Automated Data Retention

A background watchdog (runLogRetention) periodically purges aged records from:

  • sys_access_log (access logins)
  • sys_ai_chat_sessions (AI conversations, cascading to messages)
  • sys_activity_logs (background job histories)

Retention periods are configurable in sys_config.

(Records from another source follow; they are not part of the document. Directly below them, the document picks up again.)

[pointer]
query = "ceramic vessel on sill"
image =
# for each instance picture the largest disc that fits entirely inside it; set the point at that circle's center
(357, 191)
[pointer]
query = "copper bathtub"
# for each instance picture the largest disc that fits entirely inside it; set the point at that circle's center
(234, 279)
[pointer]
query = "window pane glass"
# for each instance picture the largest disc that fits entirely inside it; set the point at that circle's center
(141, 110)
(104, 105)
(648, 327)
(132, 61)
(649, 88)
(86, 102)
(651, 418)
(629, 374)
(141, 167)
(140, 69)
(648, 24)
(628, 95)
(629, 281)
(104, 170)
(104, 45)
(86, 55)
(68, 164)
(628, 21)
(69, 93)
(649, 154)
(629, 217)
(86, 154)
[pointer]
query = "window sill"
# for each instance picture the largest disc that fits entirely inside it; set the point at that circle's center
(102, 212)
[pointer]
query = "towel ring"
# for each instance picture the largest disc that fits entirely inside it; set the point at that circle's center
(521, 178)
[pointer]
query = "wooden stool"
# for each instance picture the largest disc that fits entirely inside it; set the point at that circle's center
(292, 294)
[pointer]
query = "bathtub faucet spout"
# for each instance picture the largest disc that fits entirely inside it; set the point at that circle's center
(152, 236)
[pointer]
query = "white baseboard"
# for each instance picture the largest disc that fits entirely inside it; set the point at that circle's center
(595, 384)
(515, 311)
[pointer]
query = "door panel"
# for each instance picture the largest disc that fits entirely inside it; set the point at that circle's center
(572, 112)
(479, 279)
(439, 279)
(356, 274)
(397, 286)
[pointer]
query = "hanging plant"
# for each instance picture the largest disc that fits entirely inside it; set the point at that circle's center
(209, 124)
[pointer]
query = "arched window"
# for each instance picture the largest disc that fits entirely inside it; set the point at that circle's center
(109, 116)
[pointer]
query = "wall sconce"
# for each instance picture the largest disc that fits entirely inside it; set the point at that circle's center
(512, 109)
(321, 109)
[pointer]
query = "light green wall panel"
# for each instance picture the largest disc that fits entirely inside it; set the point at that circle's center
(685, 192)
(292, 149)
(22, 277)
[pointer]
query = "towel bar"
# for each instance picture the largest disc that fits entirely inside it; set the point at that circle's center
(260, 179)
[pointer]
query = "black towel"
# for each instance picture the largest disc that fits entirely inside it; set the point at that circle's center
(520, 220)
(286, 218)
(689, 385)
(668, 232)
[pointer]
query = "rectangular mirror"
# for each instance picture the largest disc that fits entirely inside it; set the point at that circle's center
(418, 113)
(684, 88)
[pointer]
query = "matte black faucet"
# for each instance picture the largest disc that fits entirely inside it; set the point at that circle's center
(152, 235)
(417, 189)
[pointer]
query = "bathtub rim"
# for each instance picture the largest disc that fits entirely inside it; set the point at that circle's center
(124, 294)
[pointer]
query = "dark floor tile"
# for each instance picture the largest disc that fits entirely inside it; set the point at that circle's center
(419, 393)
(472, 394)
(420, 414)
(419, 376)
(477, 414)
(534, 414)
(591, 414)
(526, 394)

Enterprise High Availability & Operations

The platform is engineered for Active-Active High Availability with self-healing capabilities.

Hazelcast Clustering

Vert.x nodes discover each other (via multicast or explicit TCP/IP) and form a unified mesh. This enables:

  • Distributed Event Bus: A trigger event generated on Node A can be consumed by Node B.
  • Distributed Caching: The IAM Visibility Cache is shared across all cluster members.

If a node crashes, the remaining nodes instantly absorb its workload.

Self-Healing Watchdogs

Long-running jobs periodically write heartbeats. A watchdog sweeps the execution tables:

  • If a job is RUNNING but its heartbeat is older than staleJobTimeoutMinutes (default 30), it is forcefully killed and set to FAILED.
  • Orphaned queues (jobs stuck for 24+ hours) are cleaned up, allowing the engine to resume processing.

Zero-Downtime Hot Reloading

Configuration changes (e.g., toggling audit logging, adding a new CI class) are broadcast via the clustered Event Bus. All nodes intercept the message and silently reload their in-memory settings without dropping requests.

Cryptographic Licensing

The platform expects a JWT-signed license key. Every 60 seconds it validates:

  • Maximum HA nodes
  • Maximum CIs in PRODUCTION
  • Number of allowed Tenants and Write-Users
  • AI entitlement (enables/disables the NL2SQL endpoints)

A node attempting to join a fully licensed cluster is gracefully rejected.